If Kiera had to name her most broken ability, Shadow Sense won without contest. Like Vael's Spatial Awareness, but sharper—she didn't just see shadows within her radius, she felt them. Every shift, every tremor. Prey might as well have been screaming their locations.

'Two north. Five east. One south.' 

The analysis took less than a breath. She locked onto the nearest shadow—human, twitchy, oblivious.

Mind mana crackled along her limbs as she launched forward. Not the crude enhancement most used, but something far deadlier. Her attributed mana bent to her will like liquid thought, propelling her at double speed while leaving no trail. 

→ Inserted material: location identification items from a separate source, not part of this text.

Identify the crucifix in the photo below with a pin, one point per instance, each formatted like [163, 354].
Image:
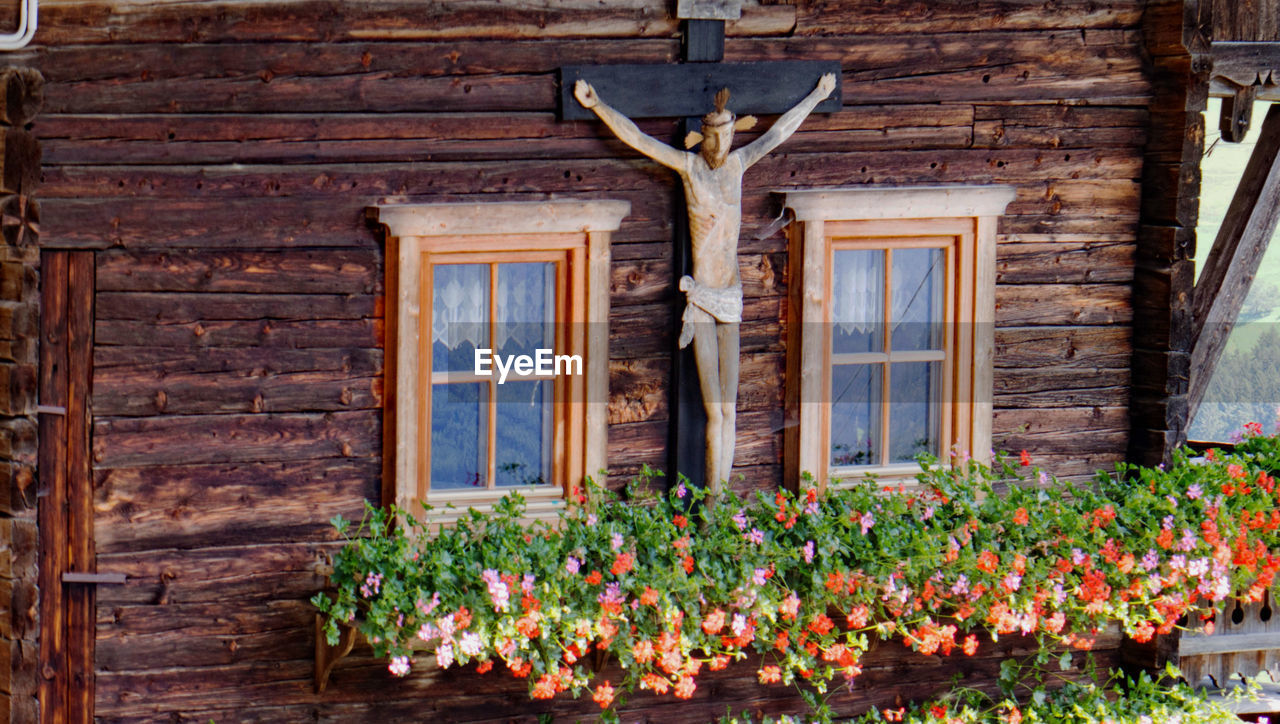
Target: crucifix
[702, 445]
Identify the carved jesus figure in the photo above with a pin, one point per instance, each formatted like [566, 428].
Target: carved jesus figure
[713, 192]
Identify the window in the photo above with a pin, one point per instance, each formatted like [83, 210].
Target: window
[892, 351]
[497, 351]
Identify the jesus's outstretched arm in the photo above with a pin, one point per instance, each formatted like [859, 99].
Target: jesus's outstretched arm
[626, 131]
[789, 123]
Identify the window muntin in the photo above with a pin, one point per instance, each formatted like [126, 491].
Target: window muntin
[484, 434]
[890, 357]
[513, 276]
[853, 343]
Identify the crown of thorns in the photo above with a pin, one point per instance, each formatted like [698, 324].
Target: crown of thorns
[721, 115]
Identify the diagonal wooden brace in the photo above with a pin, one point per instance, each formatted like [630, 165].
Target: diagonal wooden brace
[1232, 264]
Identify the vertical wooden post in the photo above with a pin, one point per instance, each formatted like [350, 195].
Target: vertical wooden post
[67, 617]
[1159, 413]
[82, 558]
[703, 42]
[21, 94]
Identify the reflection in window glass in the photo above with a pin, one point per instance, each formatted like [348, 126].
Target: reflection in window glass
[858, 301]
[526, 307]
[917, 298]
[524, 431]
[912, 416]
[855, 418]
[910, 354]
[458, 435]
[460, 315]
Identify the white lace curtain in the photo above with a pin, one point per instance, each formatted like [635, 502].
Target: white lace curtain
[526, 305]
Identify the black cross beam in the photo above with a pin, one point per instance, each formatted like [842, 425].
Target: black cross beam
[688, 91]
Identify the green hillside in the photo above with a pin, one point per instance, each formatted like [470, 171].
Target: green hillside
[1246, 385]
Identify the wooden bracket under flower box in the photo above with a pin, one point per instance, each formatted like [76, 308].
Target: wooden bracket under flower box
[327, 654]
[1246, 641]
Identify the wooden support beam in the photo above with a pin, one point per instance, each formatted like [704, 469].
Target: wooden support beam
[1237, 114]
[1232, 264]
[689, 88]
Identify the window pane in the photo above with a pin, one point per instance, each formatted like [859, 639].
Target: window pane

Where others had a single core refining raw mana, Kiera's was split in two equal parts—each half specializing. One for Shadow's deceit, the other for Mind's precision. Ambient energy became weaponized thought in her veins.

The first mark died mid-step. A shadow tendril—needle-thin and harder than steel—punctured her occipital bone from thirty meters away. The head toppled before the body knew to fall.

Kiera didn't bother moving. Six more tendrils unspooled silently. Six more kills registered in her peripheral vision before the last corpse hit dirt.

Her screen flickered. Top 100.

*Progress.*

Twelve hours bled away in a haze of slaughter.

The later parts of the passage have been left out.